Literature DB >> 31000010

Complete Revascularization Versus Culprit Lesion Only in Patients With ST-Segment Elevation Myocardial Infarction and Multivessel Disease: A DANAMI-3-PRIMULTI Cardiac Magnetic Resonance Substudy.

Kasper Kyhl1, Kiril Aleksov Ahtarovski2, Lars Nepper-Christensen2, Kathrine Ekström2, Adam Ali Ghotbi2, Mikkel Schoos2, Christoffer Göransson2, Litten Bertelsen2, Steffen Helqvist2, Lene Holmvang2, Erik Jørgensen2, Frants Pedersen2, Kari Saunamäki2, Peter Clemmensen3, Ole De Backer2, Dan Eik Høfsten2, Lars Køber2, Henning Kelbæk4, Niels Vejlstrup4, Jacob Lønborg4, Thomas Engstrøm5.   

Abstract

OBJECTIVES: The aim of this study was to evaluate the effect of fractional flow reserve (FFR)-guided revascularization compared with culprit-only percutaneous coronary intervention (PCI) in patients with ST-segment elevation myocardial infarction (STEMI) on infarct size, left ventricular (LV), function, LV remodeling, and the presence of nonculprit infarctions.
BACKGROUND: Patients with STEMI with multivessel disease might have improved clinical outcomes after complete revascularization compared with PCI of the infarct-related artery only, but the impact on infarct size, LV function, and remodeling as well as the risk for periprocedural infarction are unknown.
METHODS: In this substudy of the DANAMI-3 (Third Danish Trial in Acute Myocardial Infarction)-PRIMULTI (Primary PCI in Patients With ST-Elevation Myocardial Infarction and Multivessel Disease: Treatment of Culprit Lesion Only or Complete Revascularization) randomized trial, patients with STEMI with multivessel disease were randomized to receive either complete FFR-guided revascularization or PCI of the culprit vessel only.

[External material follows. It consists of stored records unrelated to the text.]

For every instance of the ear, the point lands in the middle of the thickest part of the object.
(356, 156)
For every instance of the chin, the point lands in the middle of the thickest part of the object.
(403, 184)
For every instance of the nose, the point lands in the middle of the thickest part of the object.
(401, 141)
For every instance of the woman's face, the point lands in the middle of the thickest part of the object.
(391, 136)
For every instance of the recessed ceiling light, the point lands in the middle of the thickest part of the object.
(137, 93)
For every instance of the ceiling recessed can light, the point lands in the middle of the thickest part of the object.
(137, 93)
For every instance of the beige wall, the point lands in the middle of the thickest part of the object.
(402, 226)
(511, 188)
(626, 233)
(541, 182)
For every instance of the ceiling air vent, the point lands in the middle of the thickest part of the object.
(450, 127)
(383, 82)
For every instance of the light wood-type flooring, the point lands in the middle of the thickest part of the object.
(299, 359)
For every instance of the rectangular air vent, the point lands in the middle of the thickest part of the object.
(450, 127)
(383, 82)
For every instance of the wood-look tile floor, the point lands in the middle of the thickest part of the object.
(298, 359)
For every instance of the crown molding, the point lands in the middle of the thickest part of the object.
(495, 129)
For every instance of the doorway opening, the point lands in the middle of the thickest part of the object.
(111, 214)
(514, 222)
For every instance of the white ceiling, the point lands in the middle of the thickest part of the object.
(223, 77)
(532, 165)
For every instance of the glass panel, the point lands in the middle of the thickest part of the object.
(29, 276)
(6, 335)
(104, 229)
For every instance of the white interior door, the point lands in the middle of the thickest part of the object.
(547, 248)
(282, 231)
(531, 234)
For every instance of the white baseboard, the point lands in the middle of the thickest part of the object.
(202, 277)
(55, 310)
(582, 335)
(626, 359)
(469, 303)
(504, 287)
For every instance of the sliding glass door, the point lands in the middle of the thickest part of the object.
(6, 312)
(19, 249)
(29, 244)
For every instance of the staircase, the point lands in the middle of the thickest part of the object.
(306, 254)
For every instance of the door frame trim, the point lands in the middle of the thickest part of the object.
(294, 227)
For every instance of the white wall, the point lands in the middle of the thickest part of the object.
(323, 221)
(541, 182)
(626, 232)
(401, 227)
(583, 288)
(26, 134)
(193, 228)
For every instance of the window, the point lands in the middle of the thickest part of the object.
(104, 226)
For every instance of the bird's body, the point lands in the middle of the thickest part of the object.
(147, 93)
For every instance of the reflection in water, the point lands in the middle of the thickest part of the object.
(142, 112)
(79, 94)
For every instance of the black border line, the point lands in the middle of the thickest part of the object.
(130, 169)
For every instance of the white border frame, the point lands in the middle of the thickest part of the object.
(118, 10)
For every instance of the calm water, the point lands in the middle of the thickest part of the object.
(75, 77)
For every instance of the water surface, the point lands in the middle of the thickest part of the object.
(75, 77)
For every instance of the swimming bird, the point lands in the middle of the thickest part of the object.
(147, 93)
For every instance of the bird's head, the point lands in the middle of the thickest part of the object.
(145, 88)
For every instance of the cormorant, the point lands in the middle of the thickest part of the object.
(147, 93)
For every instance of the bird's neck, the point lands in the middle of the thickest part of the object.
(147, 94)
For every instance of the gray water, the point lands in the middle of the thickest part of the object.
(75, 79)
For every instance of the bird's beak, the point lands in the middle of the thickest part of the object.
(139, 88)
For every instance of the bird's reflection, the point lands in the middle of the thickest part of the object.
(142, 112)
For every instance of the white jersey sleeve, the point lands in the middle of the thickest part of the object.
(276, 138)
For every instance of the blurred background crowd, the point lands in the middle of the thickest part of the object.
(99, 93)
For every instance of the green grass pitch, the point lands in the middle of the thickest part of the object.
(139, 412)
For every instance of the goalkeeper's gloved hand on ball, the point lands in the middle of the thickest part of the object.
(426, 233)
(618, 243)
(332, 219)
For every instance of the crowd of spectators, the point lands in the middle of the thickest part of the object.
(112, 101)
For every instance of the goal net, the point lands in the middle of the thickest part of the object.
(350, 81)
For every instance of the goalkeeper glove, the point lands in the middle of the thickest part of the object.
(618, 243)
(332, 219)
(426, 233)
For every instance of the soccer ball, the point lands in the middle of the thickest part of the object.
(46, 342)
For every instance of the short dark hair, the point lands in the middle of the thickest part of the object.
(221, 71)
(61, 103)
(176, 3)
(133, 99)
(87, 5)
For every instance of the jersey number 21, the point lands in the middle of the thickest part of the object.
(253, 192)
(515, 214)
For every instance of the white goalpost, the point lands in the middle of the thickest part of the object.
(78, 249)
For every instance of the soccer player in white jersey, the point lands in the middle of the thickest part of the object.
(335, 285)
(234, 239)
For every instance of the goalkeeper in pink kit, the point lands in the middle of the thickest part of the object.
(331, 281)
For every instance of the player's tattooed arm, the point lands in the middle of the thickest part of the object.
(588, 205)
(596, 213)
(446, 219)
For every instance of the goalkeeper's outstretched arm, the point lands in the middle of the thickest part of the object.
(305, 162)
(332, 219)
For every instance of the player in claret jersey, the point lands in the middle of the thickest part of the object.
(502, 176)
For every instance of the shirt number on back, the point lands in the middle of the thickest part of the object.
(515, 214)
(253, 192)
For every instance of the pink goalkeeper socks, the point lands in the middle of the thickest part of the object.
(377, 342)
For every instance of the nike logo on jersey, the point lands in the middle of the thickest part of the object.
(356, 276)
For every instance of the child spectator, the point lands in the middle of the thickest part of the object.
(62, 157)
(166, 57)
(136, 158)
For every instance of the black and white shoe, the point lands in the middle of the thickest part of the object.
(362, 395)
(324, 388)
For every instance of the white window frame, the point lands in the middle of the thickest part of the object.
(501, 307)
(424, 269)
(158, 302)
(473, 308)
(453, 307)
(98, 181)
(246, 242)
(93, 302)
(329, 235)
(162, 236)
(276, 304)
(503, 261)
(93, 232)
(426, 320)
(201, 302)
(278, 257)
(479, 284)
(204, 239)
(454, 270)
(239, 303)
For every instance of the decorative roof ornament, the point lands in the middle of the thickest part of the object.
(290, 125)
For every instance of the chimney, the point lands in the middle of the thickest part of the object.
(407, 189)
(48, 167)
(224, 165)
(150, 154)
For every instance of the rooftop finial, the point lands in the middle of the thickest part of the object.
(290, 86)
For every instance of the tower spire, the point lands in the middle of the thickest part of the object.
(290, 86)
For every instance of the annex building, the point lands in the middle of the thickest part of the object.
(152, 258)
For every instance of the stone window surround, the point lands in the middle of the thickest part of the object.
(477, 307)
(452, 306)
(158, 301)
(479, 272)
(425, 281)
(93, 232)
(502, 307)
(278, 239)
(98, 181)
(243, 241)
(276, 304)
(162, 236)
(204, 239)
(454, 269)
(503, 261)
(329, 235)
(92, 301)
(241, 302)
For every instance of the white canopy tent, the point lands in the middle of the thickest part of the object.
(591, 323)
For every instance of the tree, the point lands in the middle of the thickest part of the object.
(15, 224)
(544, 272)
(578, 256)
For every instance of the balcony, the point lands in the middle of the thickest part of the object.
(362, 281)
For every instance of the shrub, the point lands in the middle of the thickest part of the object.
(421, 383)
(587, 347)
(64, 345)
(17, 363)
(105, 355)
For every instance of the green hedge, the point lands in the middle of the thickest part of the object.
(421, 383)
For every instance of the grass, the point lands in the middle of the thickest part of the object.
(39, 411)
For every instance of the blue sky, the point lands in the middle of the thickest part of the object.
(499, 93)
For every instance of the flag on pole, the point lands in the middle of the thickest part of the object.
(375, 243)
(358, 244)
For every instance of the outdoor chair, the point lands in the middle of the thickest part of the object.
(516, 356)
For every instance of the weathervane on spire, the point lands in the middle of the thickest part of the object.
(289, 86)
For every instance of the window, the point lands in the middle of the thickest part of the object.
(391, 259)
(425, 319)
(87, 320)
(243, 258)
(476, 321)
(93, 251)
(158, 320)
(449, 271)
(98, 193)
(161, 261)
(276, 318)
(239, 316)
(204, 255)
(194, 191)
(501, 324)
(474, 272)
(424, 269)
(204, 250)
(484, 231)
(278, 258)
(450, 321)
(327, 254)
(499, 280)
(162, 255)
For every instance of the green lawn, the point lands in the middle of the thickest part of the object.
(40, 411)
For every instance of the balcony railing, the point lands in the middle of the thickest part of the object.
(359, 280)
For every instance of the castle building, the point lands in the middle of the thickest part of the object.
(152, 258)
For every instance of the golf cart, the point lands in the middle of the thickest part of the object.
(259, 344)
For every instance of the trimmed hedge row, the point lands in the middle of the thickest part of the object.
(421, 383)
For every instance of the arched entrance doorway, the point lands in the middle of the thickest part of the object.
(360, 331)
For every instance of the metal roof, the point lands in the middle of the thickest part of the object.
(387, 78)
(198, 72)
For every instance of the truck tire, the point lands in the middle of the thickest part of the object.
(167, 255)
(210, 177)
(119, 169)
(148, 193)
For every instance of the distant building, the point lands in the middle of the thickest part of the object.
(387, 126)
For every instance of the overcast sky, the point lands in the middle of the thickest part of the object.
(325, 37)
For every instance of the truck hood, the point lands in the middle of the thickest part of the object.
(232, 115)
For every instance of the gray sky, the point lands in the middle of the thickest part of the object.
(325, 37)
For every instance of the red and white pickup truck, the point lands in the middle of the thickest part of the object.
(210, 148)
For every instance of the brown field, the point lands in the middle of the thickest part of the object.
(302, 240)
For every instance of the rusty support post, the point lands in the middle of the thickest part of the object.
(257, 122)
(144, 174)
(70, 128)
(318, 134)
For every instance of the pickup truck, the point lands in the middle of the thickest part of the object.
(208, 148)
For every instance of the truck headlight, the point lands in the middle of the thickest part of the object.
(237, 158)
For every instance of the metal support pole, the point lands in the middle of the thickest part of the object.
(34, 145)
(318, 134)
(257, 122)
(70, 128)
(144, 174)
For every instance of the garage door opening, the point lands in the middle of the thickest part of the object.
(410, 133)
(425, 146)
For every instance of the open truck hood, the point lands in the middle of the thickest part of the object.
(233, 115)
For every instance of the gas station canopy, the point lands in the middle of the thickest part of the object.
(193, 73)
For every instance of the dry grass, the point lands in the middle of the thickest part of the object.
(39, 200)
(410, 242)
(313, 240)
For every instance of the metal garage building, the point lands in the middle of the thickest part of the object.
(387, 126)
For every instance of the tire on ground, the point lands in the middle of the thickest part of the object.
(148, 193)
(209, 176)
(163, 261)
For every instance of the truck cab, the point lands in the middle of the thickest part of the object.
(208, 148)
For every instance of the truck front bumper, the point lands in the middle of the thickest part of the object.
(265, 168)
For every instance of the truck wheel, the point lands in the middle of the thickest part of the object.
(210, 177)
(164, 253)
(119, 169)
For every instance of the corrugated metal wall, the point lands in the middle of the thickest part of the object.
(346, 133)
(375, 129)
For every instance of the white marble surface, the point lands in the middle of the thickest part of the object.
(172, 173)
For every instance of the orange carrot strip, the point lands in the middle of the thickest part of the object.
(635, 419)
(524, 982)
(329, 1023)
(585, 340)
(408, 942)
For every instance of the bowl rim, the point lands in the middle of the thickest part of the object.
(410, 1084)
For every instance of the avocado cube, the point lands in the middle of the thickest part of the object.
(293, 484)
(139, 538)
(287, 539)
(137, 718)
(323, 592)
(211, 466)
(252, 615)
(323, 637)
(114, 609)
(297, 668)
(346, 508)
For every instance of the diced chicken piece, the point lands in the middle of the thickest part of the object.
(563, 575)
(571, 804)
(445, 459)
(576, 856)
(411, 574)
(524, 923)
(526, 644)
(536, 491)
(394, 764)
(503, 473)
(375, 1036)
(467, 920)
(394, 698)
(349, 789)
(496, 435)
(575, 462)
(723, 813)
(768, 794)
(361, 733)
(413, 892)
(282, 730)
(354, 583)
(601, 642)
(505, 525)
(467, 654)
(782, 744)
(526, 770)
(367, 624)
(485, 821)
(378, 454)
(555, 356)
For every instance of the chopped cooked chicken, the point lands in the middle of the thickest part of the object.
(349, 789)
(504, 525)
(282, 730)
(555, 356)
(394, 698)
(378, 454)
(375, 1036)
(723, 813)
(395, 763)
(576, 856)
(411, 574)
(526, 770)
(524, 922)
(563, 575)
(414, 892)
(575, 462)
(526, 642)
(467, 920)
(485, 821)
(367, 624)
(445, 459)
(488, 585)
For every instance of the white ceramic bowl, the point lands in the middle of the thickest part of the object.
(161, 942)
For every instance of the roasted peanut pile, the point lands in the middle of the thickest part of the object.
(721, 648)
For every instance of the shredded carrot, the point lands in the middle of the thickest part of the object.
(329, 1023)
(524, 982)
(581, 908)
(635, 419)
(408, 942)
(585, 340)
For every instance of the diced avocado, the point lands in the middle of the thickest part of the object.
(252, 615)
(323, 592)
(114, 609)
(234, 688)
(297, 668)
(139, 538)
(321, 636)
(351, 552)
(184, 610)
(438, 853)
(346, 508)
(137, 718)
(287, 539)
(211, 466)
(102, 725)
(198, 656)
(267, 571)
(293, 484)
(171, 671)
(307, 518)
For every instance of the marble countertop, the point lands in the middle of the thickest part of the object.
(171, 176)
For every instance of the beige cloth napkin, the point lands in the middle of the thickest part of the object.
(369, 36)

The patients underwent cardiac magnetic resonance imaging during index admission and at 3-month follow-up.
RESULTS: A total of 280 patients (136 patients with infarct-related and 144 with complete FFR-guided revascularization) were included. There were no differences in final infarct size (median 12% [interquartile range: 5% to 19%] vs. 11% [interquartile range: 4% to 18%]; p = 0.62), myocardial salvage index (median 0.71 [interquartile range: 0.54 to 0.89] vs. 0.66 [interquartile range: 0.55 to 0.87]; p = 0.49), LV ejection fraction (mean 58 ± 9% vs. 59 ± 9%; p = 0.39), and LV end-systolic volume remodeling (mean 7 ± 22 ml vs. 7 ± 19 ml; p = 0.63). New nonculprit infarction occurring after the nonculprit intervention was numerically more frequent among patients treated with complete revascularization (6 [4.5%] vs. 1 [0.8%]; p = 0.12).
CONCLUSIONS: Complete FFR-guided revascularization in patients with STEMI and multivessel disease did not affect final infarct size, LV function, or remodeling compared with culprit-only PCI.
Copyright © 2019 American College of Cardiology Foundation. Published by Elsevier Inc. All rights reserved.

Entities:  

Keywords:  ST-segment elevation myocardial infarction; acute myocardial infarction; cardiac function; cardiac remodeling; cardiovascular magnetic resonance; complete revascularization; culprit lesion; primary percutaneous coronary intervention; randomization; randomized study

Mesh:

Year:  2019        PMID: 31000010     DOI: 10.1016/j.jcin.2019.01.248

Source DB:  PubMed          Journal:  JACC Cardiovasc Interv        ISSN: 1936-8798            Impact factor:   11.195


  2 in total

1.  Complete revascularisation in STEMI: consider the benefits but do not forget the risks!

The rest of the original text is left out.